Als er fertig war, warf er die Dose fort und betrachtete das Massaker. Der Bluse war kaum eine weiße Stelle geblieben. Ich sah aus wie ein abgestochenes Tier, auf dem er rittlings saß. Sofort schoss es mir wieder glühend in den Bauch. Wie er mich so ansah, die forschenden Augen, die über meine Taille bis hin zu den Brüsten wanderten und an meinen Lippen hängenblieben. Sie schienen zu pulsieren. Seine Finger tasteten nach dem nassen Stoff, fuhren meinen Bauch entlang.

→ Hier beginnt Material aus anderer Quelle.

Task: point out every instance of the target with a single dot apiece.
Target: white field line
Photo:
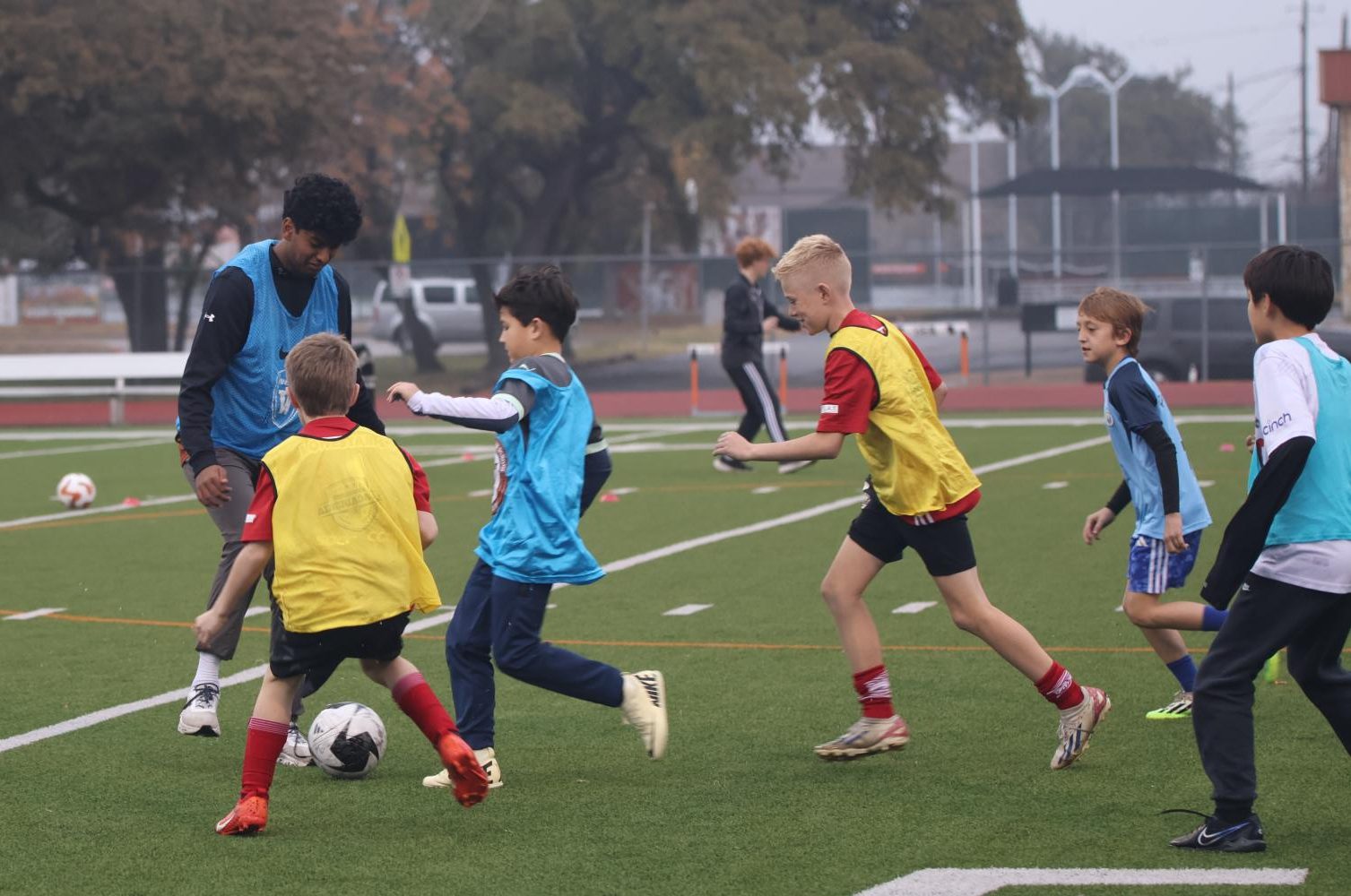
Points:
(977, 882)
(91, 512)
(688, 608)
(82, 450)
(32, 614)
(628, 563)
(668, 428)
(178, 695)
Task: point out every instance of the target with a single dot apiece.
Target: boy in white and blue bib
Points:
(1287, 549)
(1158, 479)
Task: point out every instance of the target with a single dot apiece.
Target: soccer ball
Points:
(76, 490)
(348, 740)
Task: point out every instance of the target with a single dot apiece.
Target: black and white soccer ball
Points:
(348, 740)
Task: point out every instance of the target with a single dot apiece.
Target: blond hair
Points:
(812, 251)
(1123, 311)
(320, 371)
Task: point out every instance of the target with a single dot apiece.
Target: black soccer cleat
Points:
(1244, 837)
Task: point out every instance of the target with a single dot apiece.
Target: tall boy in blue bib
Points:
(551, 461)
(1287, 548)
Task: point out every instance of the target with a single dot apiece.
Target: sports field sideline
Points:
(714, 581)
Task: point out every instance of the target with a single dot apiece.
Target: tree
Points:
(167, 112)
(570, 100)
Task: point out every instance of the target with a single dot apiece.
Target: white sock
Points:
(208, 669)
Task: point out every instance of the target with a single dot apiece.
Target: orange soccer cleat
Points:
(466, 775)
(247, 816)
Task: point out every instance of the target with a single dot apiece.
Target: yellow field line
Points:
(689, 645)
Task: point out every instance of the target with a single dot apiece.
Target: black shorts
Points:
(300, 652)
(945, 546)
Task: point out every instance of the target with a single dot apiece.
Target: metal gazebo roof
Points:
(1082, 181)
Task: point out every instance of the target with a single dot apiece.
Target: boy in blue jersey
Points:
(1169, 509)
(551, 461)
(1289, 546)
(232, 405)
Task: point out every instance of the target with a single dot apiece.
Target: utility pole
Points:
(1304, 98)
(1231, 115)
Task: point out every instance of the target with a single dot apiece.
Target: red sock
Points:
(416, 699)
(1060, 687)
(874, 693)
(263, 746)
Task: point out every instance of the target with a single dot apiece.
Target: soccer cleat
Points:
(1244, 837)
(866, 737)
(487, 757)
(1077, 726)
(247, 816)
(295, 752)
(468, 779)
(1178, 709)
(645, 709)
(199, 712)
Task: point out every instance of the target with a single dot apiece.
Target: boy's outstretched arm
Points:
(498, 415)
(1246, 535)
(247, 570)
(816, 445)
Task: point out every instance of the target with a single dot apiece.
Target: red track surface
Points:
(1085, 397)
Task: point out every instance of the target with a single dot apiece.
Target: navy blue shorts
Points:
(1153, 570)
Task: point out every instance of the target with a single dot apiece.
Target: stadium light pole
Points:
(1082, 74)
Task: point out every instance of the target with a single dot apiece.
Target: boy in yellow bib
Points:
(919, 493)
(346, 513)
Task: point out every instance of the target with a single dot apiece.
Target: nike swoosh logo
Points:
(1205, 838)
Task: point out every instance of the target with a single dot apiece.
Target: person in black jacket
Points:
(232, 404)
(748, 314)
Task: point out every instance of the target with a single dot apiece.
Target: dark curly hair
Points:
(1297, 280)
(542, 293)
(323, 205)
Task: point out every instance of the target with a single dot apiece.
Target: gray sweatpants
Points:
(229, 520)
(229, 517)
(1265, 617)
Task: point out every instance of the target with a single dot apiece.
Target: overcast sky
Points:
(1255, 39)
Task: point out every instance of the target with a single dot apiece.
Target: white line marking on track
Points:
(663, 428)
(638, 559)
(977, 882)
(80, 450)
(688, 608)
(32, 614)
(90, 719)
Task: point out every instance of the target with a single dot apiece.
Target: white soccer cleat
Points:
(645, 709)
(866, 737)
(199, 712)
(487, 757)
(295, 752)
(1077, 726)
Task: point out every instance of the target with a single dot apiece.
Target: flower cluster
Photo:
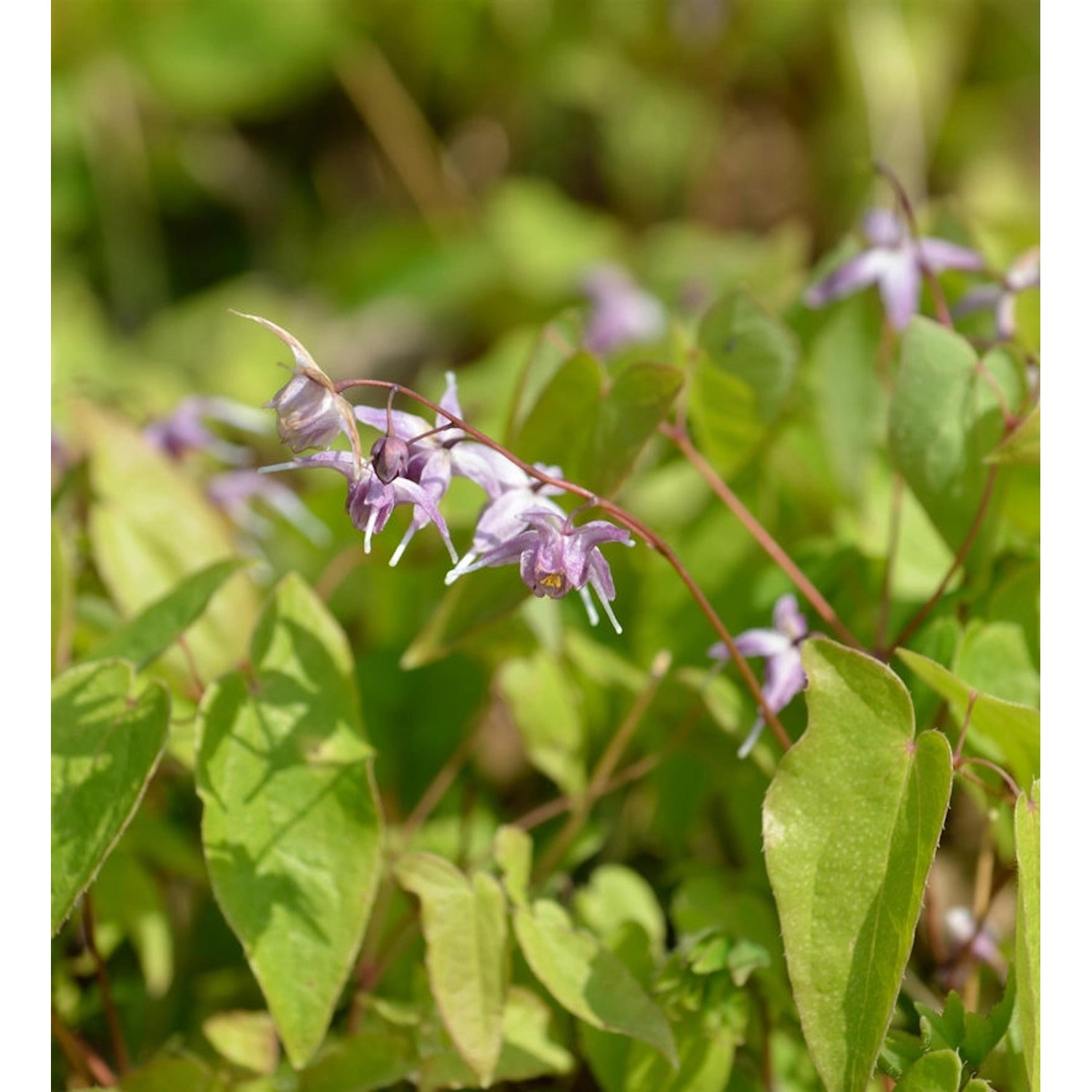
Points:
(781, 649)
(413, 462)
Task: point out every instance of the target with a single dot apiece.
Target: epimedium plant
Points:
(615, 876)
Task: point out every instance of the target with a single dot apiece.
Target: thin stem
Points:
(117, 1040)
(908, 211)
(604, 768)
(633, 772)
(893, 522)
(679, 438)
(1013, 788)
(926, 607)
(627, 520)
(80, 1056)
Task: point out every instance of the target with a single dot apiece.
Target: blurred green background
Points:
(427, 181)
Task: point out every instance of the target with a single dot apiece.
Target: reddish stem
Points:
(622, 517)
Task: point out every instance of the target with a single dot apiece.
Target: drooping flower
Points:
(781, 649)
(183, 430)
(1002, 298)
(555, 557)
(371, 500)
(309, 411)
(895, 262)
(622, 312)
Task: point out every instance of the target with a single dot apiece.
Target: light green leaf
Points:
(742, 378)
(360, 1064)
(1000, 729)
(938, 1072)
(513, 850)
(851, 825)
(150, 528)
(561, 427)
(292, 826)
(545, 712)
(1021, 445)
(159, 625)
(60, 598)
(246, 1039)
(616, 895)
(465, 933)
(1028, 928)
(638, 400)
(471, 605)
(108, 731)
(945, 421)
(587, 978)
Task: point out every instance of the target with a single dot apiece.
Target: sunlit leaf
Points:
(465, 934)
(151, 528)
(1002, 729)
(851, 823)
(585, 978)
(1028, 926)
(108, 731)
(292, 826)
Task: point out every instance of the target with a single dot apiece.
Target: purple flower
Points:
(309, 411)
(895, 262)
(781, 649)
(622, 312)
(185, 430)
(555, 557)
(371, 500)
(1002, 298)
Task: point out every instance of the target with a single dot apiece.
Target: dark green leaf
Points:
(1028, 925)
(108, 731)
(159, 626)
(585, 978)
(945, 421)
(292, 827)
(1002, 729)
(851, 823)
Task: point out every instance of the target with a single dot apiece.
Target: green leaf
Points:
(150, 528)
(851, 825)
(742, 378)
(465, 934)
(471, 605)
(561, 427)
(1002, 729)
(939, 1072)
(1028, 936)
(745, 340)
(542, 703)
(292, 826)
(159, 626)
(247, 1040)
(1021, 445)
(616, 895)
(587, 980)
(945, 421)
(108, 731)
(513, 850)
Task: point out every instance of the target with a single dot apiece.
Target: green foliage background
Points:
(413, 187)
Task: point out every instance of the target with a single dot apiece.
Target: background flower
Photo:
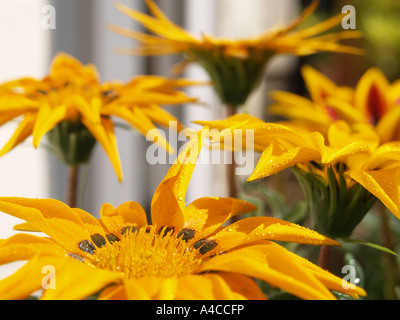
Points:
(187, 253)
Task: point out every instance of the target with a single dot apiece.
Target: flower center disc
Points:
(145, 253)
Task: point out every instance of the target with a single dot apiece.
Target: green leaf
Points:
(369, 244)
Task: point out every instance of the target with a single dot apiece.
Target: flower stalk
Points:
(336, 208)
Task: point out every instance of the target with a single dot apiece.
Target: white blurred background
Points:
(27, 50)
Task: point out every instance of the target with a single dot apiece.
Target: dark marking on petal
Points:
(165, 231)
(112, 237)
(98, 240)
(76, 256)
(199, 243)
(208, 246)
(131, 229)
(87, 246)
(205, 245)
(186, 234)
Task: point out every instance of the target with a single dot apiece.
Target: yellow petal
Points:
(23, 131)
(273, 264)
(383, 184)
(76, 280)
(104, 134)
(47, 119)
(169, 198)
(126, 215)
(205, 215)
(270, 163)
(50, 216)
(25, 246)
(265, 228)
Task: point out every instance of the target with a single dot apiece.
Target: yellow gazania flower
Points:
(235, 66)
(187, 253)
(75, 109)
(373, 101)
(365, 161)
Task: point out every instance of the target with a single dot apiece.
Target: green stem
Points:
(324, 257)
(72, 187)
(392, 268)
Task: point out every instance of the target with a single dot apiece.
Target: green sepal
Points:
(335, 208)
(369, 244)
(71, 142)
(234, 78)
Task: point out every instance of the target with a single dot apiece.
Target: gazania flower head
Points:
(186, 253)
(348, 158)
(74, 109)
(374, 101)
(235, 66)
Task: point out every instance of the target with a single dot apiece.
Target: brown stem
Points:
(324, 257)
(231, 179)
(72, 187)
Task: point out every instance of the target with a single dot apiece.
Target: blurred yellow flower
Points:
(187, 253)
(74, 109)
(347, 156)
(235, 66)
(374, 101)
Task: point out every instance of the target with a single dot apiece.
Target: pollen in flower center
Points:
(145, 253)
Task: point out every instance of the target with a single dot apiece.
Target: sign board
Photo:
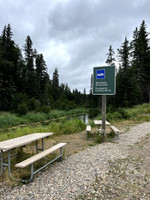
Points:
(104, 81)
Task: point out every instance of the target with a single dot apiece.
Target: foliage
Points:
(25, 80)
(22, 109)
(59, 128)
(129, 113)
(11, 119)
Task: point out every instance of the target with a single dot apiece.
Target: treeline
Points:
(133, 76)
(25, 83)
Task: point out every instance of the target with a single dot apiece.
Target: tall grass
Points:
(129, 113)
(10, 119)
(59, 128)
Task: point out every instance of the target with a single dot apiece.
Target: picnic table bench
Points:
(8, 145)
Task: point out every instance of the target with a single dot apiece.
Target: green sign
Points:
(104, 81)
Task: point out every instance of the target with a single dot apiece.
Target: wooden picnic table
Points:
(99, 122)
(14, 143)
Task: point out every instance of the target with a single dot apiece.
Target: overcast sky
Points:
(74, 35)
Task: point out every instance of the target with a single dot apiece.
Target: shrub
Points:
(22, 109)
(46, 109)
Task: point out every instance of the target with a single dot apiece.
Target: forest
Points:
(25, 84)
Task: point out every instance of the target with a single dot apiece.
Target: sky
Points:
(74, 35)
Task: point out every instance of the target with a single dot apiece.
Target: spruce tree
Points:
(31, 84)
(110, 59)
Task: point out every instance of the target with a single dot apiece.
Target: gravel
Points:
(76, 174)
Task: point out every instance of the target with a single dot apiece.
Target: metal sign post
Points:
(104, 83)
(104, 116)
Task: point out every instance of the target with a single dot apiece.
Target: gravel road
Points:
(75, 174)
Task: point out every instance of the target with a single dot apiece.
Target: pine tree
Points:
(110, 59)
(124, 55)
(141, 60)
(42, 79)
(31, 84)
(55, 84)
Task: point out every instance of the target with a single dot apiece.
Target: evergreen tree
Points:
(141, 60)
(31, 84)
(42, 79)
(124, 55)
(110, 59)
(55, 84)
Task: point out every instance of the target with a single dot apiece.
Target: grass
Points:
(59, 128)
(8, 119)
(138, 113)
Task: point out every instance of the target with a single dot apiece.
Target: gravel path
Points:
(75, 174)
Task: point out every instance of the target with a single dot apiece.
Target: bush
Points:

„Weißte, was man auf der Straße sagt?“, raunte er, noch immer vollkommen fasziniert von all dem Rot auf meinen Kurven. „Dem Sprayer gehört, was er anmalt.“
Er beugte sich herunter, schob eine Hand unter meinen Nacken und küsste mich, lange und intensiv, während ich das Gefühl hatte, unter seinen Händen zu zerspringen.